It was a busy pre-holiday week for the peeps of Burlington’s Maglianero, who closed the doors of their spacious 2-year-old café last week. They reopened exactly nine days later in the upstairs gallery of the former JDK Design building at 47 Maple Street.
The new café has a sleek, three-seat brew bar and a similar lineup of coffees, teas and pastries, but less seating overall. Maglianero’s former basement space will become home to the offices of The Karma Bird House.
Vermont has another rye. Within hours of getting federal label approval, Smugglers’ Notch Distillery released a 3-year-old barrel-aged rye whiskey.
Since the staff produced just 500 bottles of the 90-proof Double Barrel Rye Whiskey — made with Idaho grain — it will be sold only from the Jeffersonville distillery, where it goes for $60 a bottle.

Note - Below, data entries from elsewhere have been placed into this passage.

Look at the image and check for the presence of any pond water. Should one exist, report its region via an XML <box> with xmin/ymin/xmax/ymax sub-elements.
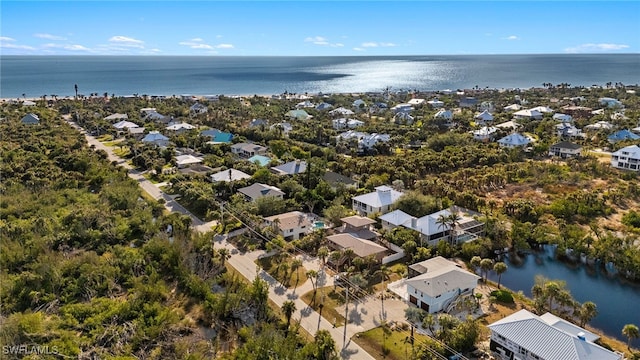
<box><xmin>489</xmin><ymin>246</ymin><xmax>640</xmax><ymax>347</ymax></box>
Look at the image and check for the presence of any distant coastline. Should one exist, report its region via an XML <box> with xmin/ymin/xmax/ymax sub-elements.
<box><xmin>0</xmin><ymin>54</ymin><xmax>640</xmax><ymax>99</ymax></box>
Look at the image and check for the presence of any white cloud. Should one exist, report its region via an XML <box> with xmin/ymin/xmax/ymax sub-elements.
<box><xmin>564</xmin><ymin>43</ymin><xmax>629</xmax><ymax>53</ymax></box>
<box><xmin>109</xmin><ymin>35</ymin><xmax>144</xmax><ymax>48</ymax></box>
<box><xmin>33</xmin><ymin>33</ymin><xmax>67</xmax><ymax>41</ymax></box>
<box><xmin>360</xmin><ymin>41</ymin><xmax>397</xmax><ymax>48</ymax></box>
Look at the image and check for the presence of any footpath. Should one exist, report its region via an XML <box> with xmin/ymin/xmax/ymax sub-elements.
<box><xmin>70</xmin><ymin>118</ymin><xmax>375</xmax><ymax>360</ymax></box>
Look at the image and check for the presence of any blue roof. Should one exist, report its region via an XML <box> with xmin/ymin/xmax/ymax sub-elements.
<box><xmin>607</xmin><ymin>129</ymin><xmax>640</xmax><ymax>141</ymax></box>
<box><xmin>249</xmin><ymin>155</ymin><xmax>271</xmax><ymax>166</ymax></box>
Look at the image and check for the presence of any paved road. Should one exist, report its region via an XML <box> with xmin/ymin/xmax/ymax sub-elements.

In the meantime, the producer of Vermont’s first modern rye, WhistlePig Straight Rye Whiskey, has released an über-premium product called Boss Hog, a 134-proof, barrel-strength rye that spent 12 and a half years barrel-aging before bottling. It retails from $130 to $170 a bottle.
Cocktail lovers were able to try both spirits last week at the Spirits of Vermont Science Fair at ECHO Lake Aquarium and Science Center, where a half dozen Vermont distillers gathered to pour samples and talk about the science of distilling.
The move has been a long time coming, but Albert and Eleanor Leger of Eden Ice Cider have relocated their growing company from Orleans to their new “urban” digs inside the basement of Newport’s Northeast Kingdom Tasting Center at 150 Main Street.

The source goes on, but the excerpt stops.